Sedangkan Anti-Defamation League (ADL) melaporkan hanya satu dari 50 pembunuhan berkaitan motif ekstremis yang tak terkait supremasi kulit putih. Satu-satunya pengecualian adalah pembunuhan dari ekstremis Islam yang dulunya masuk lingkaran supremasi kulit putih.
''Melawan segala bentuk terorisme adalah prioritas nasional. Termasuk ancaman terorisme kulit putih yang nyata,'' ujar George P. Bush, pejabat Texas yang masih keponakan mantan Presiden George W. Bush, kepada Agence France-Presse.
Menurut lembaga analisis politik New America, ancaman dari kubu ultra kanan dalam tiga tahun terakhir jauh lebih berbahaya dari para jihadis Islam.
Trump terus menyangkal ancaman tersebut. Tentu, dia sudah menyampaikan belasungkawa dan meminta seluruh AS mengibarkan bendera setengah tiang. Namun, dia tetap menghindari istilah terorisme bule. Padahal, Ivanka, putri kandungnya sekaligus penasihat Gedung Putih, sudah mengecam penganut paham supremasi kulit putih.

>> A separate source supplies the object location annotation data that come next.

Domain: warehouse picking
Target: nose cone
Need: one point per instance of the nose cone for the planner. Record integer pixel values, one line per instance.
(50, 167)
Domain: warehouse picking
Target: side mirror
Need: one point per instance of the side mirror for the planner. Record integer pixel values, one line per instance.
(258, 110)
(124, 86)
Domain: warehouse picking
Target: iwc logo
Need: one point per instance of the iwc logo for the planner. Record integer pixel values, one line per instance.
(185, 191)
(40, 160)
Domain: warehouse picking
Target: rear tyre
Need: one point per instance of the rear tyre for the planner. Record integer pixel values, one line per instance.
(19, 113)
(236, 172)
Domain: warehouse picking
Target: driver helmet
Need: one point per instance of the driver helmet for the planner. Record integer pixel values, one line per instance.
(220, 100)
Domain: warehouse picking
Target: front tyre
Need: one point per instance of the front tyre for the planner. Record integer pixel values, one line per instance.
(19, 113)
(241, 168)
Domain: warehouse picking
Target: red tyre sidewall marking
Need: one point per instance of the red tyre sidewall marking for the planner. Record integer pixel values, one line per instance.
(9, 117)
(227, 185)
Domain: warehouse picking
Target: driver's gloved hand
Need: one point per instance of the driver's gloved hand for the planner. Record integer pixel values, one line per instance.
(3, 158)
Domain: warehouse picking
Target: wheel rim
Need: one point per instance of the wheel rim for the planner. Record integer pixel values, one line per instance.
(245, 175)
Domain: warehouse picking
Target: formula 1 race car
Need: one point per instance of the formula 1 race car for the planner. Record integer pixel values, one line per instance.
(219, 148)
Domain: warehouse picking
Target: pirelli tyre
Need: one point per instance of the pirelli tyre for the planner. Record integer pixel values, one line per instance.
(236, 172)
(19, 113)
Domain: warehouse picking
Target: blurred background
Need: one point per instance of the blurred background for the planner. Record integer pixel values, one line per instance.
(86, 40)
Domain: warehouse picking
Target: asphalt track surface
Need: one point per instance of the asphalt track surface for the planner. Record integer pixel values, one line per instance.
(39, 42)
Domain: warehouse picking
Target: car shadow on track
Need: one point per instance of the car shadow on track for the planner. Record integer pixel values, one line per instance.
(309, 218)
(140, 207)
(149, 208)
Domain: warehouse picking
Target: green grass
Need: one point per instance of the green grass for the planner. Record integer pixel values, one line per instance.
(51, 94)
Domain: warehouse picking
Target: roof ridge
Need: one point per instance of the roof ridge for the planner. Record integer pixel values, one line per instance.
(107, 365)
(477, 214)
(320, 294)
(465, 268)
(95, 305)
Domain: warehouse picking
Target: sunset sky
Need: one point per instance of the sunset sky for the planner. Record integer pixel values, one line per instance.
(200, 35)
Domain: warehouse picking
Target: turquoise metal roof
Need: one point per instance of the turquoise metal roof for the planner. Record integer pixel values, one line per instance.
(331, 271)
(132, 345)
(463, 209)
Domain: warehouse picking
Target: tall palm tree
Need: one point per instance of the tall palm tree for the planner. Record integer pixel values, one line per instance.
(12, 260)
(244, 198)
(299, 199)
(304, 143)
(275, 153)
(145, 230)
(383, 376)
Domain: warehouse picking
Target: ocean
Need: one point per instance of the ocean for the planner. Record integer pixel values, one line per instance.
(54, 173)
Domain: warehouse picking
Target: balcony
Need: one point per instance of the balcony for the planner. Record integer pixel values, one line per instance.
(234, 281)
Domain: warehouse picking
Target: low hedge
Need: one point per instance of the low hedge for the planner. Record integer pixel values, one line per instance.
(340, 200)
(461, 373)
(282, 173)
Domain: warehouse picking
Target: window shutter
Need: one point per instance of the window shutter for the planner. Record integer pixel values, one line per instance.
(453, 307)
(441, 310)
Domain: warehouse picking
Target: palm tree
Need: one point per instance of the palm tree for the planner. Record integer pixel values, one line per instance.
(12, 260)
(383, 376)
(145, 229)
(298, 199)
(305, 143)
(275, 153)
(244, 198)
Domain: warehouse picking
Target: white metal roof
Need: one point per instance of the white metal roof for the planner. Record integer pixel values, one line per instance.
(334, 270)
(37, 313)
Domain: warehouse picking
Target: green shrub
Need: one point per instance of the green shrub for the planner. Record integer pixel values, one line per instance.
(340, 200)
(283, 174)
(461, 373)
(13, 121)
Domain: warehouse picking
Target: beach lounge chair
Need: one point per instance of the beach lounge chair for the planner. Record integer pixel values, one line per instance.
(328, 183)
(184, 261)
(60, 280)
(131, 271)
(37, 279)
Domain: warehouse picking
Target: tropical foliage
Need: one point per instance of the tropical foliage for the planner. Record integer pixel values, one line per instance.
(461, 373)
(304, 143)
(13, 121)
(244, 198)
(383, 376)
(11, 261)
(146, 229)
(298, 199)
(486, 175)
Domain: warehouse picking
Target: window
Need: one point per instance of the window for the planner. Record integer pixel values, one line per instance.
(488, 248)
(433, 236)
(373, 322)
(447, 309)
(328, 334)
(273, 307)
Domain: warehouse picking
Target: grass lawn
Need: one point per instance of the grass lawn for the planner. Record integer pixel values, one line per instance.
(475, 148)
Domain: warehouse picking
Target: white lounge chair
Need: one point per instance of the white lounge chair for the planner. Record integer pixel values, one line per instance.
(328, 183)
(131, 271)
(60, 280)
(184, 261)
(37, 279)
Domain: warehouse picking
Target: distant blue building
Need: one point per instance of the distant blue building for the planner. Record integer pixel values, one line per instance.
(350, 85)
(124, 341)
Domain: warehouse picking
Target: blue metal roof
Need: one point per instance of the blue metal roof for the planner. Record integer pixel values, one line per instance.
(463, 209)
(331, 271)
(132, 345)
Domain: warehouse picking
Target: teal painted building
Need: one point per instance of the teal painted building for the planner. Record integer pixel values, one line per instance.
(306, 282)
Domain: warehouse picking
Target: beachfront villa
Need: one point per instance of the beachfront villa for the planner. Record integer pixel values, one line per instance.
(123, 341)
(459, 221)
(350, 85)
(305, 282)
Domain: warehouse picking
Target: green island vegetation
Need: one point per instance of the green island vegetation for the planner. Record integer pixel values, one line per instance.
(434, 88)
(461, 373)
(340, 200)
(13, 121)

Trump menuding pelaku penembakan sebagai orang yang sakit mental. Dia juga menuduh media massa punya andil. Menurut dia, media massa selalu memuat berita yang menyesatkan sehingga masyarakat menjadi marah.
''Pemberitaan media seharusnya bisa lebih adil dan tidak berpihak. Atau, masalah ini akan terus memburuk,'' ungkapnya melalui akun Twitter.
Pernyataan Trump langsung disanggah banyak pihak. Menurut mantan Direktur FBI James Comey, Trump punya peran besar dalam membangkitkan terorisme kulit putih di AS. Sebab, Trump membuat orang dengan pandangan ekstrem kanan bebas berekspresi. (bil/c17/dos)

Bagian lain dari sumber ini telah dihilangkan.